Now, as the recipient of the Nobel Peace Prize, she has become aware of an even wider responsibility. The aims and the means have not changed: She has always stressed her belief in universal values common to all: Respect for human dignity is not a monopoly of any particular creed or culture, secular or religious. But these general concerns take local colors. In this visit to the United States, Shirin Ebadi has spoken out against acts of injustice and intolerance not only in her own country and backyard, but here in the United States and elsewhere. Intolerance is a many-headed hydra: it can appear in our silent acceptance of injustices and brutalities inflicted in our name and celebrated in jingoistic headlines or even accepted as allegedly crucial to our security, and it can appear in a pernicious choice of eye-catching hybrid slogans such as “Islamic terrorism” or “Islamic terrorists” – as if there are verifiable Islamic ingredients in an act of terrorism which set them apart from those inflicted by terrorists of other faiths and creeds throughout the world, past and present. She has spoken in support of strengthening the powers and the influence of the United Nations and internationally agreed conventions for the protection of human rights at a time when we have seen again how an initial cavalier disregard for them can create spaces and opportunities for grotesque abusive acts that may well induce further cycles of revenge and recrimination.

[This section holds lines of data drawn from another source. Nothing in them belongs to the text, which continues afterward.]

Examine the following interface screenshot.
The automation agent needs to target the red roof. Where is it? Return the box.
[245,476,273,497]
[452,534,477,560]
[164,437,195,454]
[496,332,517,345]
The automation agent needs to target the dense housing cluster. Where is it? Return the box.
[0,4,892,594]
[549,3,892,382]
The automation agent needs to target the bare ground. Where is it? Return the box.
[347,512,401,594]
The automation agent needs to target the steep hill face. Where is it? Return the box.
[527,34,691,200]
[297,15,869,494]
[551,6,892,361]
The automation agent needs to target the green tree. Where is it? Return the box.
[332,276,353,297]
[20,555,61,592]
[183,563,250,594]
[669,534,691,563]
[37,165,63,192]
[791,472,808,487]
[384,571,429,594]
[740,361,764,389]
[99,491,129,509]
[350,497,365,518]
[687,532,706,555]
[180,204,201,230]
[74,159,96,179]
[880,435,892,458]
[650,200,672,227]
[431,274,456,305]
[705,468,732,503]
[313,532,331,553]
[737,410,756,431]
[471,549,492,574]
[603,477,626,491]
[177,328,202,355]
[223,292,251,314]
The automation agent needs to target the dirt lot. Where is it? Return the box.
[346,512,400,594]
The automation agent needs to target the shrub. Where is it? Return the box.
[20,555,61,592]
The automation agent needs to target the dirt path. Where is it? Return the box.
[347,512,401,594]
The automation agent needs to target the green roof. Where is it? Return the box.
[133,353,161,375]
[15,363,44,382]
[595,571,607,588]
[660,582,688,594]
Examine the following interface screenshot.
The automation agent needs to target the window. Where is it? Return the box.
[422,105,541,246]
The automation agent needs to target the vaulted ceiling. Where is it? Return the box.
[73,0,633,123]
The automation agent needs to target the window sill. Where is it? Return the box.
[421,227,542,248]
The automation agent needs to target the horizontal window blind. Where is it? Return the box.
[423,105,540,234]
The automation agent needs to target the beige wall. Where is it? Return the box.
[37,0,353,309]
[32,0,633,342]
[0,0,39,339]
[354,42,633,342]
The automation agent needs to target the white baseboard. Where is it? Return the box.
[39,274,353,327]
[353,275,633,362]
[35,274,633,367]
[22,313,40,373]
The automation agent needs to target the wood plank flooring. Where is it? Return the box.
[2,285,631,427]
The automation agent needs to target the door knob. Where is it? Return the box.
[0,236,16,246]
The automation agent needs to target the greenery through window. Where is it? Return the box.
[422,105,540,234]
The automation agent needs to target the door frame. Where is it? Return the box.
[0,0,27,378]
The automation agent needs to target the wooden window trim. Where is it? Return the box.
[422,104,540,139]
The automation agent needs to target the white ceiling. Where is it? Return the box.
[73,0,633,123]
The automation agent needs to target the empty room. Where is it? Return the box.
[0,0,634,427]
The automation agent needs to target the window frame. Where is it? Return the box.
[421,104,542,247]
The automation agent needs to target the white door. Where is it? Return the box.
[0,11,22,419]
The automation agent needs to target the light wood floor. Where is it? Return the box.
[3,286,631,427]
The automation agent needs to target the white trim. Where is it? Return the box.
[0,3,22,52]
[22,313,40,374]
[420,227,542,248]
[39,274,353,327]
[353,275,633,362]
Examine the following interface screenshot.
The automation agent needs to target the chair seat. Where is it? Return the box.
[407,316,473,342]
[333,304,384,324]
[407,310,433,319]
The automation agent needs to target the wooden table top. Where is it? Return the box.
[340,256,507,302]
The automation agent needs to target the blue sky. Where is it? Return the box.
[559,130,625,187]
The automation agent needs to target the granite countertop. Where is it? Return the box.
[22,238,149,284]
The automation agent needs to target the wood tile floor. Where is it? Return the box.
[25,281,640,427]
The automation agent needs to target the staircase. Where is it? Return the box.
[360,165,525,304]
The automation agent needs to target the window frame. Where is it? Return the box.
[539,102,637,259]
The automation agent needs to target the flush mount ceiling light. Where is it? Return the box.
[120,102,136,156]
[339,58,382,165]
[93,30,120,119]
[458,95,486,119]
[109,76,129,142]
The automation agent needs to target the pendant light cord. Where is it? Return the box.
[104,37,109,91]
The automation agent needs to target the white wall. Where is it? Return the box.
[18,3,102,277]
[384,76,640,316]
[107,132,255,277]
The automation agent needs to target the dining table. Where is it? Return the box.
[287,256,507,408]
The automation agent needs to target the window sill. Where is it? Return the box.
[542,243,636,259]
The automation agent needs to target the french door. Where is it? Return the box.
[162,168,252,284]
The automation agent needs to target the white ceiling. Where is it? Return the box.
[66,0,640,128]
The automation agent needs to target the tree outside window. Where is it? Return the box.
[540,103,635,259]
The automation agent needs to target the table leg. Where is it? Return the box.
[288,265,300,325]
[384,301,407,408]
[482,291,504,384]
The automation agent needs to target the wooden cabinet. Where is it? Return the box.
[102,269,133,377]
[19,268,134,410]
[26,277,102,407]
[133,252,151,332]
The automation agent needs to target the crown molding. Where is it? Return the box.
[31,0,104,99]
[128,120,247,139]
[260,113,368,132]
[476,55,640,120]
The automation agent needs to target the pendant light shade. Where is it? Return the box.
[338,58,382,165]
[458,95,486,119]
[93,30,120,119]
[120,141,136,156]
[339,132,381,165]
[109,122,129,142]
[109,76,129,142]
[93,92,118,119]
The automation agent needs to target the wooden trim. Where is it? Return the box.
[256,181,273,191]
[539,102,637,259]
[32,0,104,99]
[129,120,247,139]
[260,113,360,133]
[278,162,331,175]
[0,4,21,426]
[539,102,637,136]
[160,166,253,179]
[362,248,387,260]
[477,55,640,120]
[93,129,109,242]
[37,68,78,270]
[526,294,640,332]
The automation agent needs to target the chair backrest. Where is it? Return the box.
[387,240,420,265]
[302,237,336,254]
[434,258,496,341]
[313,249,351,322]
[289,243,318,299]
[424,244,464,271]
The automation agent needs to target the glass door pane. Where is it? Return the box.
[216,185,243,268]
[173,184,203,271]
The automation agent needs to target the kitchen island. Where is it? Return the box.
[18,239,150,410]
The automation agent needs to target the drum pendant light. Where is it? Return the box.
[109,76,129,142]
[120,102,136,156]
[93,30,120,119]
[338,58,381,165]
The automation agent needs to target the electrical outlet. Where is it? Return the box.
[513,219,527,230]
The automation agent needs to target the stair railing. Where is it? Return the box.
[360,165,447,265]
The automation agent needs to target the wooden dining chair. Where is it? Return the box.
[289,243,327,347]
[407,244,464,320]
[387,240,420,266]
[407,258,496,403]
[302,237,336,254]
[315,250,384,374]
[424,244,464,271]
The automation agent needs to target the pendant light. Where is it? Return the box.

Our guest has been traveling tirelessly across our country in the past few weeks. Wherever she has been, she has brought with her the courage, the patience, and the good humor with which she has fought so consistently and for so long in her own country. These are vital ingredients for constructing a better future for all of us, East or West, religious or not, and I would like to greet her as a most welcomed guest of a Center which shares with her, above all else, an overriding respect for human dignity and human life.